Rand arrêta son étalon noir près de lui.

— Tu viens ?

— Je viens, dit sombrement Perrin.

Il n’avait pas de réponses à ses propres questions. Mais il savait une chose : pour lui, Faile était le monde.

4

Dans Cairhien

Perrin aurait imposé une allure plus rapide que Rand, tout en sachant que les chevaux n’auraient pas pu la soutenir longtemps. La moitié du temps, ils chevauchaient au trot, l’autre moitié, ils marchaient à côté de leurs montures. Rand semblait inconscient de tous ceux qui l’entouraient, sauf qu’il avait toujours une main secourable pour Min quand elle trébuchait. Pour le reste, il était perdu dans un autre monde, clignant les yeux d’étonnement quand il s’apercevait de la présence de Perrin ou de Loial. À vrai dire, les autres ne valaient pas mieux. Les hommes de Dobraine et d’Havien regardaient droit devant eux, inquiets de ce qu’ils allaient trouver. Les hommes des Deux Rivières avaient contracté l’humeur sombre de Perrin. Ils aimaient beaucoup Faile – en fait, certains l’adoraient – et si on lui avait fait le moindre mal… Même l’ardeur d’Aram se calma quand il réalisa que Faile pouvait être en danger. Chaque homme se concentrait sur les lieues à parcourir, sur la cité vers laquelle ils se dirigeaient. À part les Asha’man, en tout cas ; juste derrière Rand comme une nuée de corbeaux, ils scrutaient la campagne que traversait la colonne, se méfiant toujours d’une embuscade. Avachi sur sa selle comme un sac, Dashiva grommelait sombrement entre ses dents quand il devait courir ; son regard flamboyait comme s’il espérait une embuscade.

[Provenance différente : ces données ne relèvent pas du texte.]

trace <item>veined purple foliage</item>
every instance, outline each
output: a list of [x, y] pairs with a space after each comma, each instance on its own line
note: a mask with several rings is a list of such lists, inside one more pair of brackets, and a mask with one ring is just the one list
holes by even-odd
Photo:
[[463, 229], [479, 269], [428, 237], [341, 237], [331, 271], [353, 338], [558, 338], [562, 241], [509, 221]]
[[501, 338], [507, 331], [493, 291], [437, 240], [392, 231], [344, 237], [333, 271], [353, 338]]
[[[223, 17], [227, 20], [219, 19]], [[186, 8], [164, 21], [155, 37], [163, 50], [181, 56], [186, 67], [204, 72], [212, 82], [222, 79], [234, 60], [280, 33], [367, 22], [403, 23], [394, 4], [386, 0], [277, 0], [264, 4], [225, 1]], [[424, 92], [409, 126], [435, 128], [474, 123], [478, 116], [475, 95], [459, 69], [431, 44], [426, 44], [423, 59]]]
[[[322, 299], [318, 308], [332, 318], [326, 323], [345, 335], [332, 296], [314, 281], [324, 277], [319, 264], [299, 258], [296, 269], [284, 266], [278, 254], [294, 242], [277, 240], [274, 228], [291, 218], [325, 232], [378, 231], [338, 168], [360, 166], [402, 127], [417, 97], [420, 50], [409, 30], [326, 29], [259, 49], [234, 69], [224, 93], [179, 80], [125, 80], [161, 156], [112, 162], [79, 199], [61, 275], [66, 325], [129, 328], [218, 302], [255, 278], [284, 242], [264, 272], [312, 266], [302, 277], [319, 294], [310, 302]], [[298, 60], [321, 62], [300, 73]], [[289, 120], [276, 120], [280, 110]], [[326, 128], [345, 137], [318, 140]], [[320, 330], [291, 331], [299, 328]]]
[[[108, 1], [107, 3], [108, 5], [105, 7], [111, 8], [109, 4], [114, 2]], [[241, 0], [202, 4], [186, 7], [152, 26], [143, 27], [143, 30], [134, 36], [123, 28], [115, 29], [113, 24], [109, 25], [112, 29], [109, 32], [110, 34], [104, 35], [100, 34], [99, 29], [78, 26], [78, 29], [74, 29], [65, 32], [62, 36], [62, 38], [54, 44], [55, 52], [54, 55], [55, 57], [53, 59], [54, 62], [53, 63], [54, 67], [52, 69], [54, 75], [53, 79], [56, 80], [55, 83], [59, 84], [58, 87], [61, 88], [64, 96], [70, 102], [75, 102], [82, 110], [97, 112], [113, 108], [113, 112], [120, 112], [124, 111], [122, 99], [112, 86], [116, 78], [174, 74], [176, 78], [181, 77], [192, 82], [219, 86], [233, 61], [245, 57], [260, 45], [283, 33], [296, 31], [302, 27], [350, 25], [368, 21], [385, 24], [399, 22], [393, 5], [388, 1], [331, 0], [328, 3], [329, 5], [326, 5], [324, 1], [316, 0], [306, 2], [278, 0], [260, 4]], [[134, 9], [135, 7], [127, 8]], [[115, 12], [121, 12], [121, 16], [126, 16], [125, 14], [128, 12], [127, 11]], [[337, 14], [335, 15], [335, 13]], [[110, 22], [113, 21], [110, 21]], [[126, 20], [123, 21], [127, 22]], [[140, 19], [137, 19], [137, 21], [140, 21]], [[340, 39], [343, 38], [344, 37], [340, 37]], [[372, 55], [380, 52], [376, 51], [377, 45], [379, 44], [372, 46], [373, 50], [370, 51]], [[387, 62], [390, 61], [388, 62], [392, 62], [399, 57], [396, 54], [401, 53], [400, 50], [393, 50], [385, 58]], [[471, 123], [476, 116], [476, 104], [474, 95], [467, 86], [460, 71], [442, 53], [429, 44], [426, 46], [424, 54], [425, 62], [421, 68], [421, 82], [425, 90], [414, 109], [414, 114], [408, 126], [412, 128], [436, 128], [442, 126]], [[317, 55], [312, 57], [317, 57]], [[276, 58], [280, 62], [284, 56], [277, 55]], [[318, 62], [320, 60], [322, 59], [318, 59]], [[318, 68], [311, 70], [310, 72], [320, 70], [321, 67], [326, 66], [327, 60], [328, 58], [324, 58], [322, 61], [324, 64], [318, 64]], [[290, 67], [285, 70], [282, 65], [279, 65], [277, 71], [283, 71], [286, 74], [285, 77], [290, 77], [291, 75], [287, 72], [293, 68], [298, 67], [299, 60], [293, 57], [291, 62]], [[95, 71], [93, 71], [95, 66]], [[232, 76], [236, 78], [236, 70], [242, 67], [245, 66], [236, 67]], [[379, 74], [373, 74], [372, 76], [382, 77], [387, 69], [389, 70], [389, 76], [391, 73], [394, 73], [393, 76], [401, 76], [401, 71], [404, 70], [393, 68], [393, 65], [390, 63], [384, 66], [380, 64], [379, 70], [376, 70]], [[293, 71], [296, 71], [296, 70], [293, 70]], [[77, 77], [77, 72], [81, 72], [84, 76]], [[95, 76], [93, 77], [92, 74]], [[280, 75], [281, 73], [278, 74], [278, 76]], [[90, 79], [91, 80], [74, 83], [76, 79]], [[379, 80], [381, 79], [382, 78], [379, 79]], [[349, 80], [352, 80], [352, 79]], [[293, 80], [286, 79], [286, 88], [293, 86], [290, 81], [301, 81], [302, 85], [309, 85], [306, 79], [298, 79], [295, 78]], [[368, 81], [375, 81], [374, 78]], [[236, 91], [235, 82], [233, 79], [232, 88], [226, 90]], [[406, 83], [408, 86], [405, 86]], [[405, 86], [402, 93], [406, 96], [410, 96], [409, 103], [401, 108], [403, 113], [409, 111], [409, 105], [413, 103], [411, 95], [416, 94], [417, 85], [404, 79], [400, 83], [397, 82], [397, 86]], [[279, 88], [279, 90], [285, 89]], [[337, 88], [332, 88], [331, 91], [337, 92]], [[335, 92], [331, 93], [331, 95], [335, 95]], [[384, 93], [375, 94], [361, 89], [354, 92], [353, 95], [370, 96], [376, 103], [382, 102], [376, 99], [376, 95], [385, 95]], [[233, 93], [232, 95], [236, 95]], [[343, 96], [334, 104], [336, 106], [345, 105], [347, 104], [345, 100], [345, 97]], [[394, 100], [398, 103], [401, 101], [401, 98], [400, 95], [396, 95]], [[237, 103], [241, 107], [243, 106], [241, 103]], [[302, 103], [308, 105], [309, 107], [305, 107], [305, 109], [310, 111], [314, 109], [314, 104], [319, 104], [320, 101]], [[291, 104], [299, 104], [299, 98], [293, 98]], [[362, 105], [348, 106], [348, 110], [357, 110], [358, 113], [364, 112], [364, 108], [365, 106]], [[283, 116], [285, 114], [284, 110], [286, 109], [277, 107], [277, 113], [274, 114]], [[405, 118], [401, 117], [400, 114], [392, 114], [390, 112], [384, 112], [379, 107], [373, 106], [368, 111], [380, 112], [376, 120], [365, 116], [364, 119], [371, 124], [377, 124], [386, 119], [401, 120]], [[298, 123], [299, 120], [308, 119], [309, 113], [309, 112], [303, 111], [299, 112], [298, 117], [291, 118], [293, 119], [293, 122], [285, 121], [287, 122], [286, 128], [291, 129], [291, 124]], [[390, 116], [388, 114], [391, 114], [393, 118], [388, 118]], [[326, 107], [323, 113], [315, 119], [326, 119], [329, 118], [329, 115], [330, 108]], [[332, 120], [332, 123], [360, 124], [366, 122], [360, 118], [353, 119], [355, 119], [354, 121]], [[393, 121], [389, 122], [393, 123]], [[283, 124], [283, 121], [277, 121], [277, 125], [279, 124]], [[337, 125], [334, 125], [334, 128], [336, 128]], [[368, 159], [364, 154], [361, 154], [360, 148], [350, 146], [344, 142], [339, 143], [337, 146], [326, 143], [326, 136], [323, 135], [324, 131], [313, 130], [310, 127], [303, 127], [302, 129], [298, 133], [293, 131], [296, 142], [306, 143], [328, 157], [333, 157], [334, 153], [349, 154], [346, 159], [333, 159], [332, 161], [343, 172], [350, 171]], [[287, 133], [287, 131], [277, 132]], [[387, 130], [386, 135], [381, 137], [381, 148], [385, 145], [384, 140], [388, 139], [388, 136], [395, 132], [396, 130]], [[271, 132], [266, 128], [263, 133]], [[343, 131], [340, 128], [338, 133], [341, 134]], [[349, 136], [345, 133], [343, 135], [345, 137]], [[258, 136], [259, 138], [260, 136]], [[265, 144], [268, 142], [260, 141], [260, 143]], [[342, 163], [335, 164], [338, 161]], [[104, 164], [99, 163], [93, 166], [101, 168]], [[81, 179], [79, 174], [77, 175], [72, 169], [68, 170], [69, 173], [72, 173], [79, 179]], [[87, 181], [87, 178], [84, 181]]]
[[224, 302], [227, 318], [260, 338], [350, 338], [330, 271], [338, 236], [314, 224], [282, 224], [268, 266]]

Peu de chances qu’il y en ait. Suline et une douzaine de Far Dareis Mai trottaient en tête de la colonne, devant Perrin, avec un nombre égal en avant-garde, reconnaissant le terrain, et autant sur les flancs. Certaines avaient coincé leur courte lance dans le harnais qui maintenait leur carquois sur leur dos, de sorte que les pointes oscillaient au-dessus de leurs têtes au rythme de la chevauchée ; les courts arcs en corne étaient sortis, flèches encochées. Elles surveillaient attentivement Rand et tout ce qui aurait pu lui nuire, comme si elles avaient peur qu’il disparaisse une fois de plus. Si un piège leur était tendu, si un danger approchait, elles le découvriraient.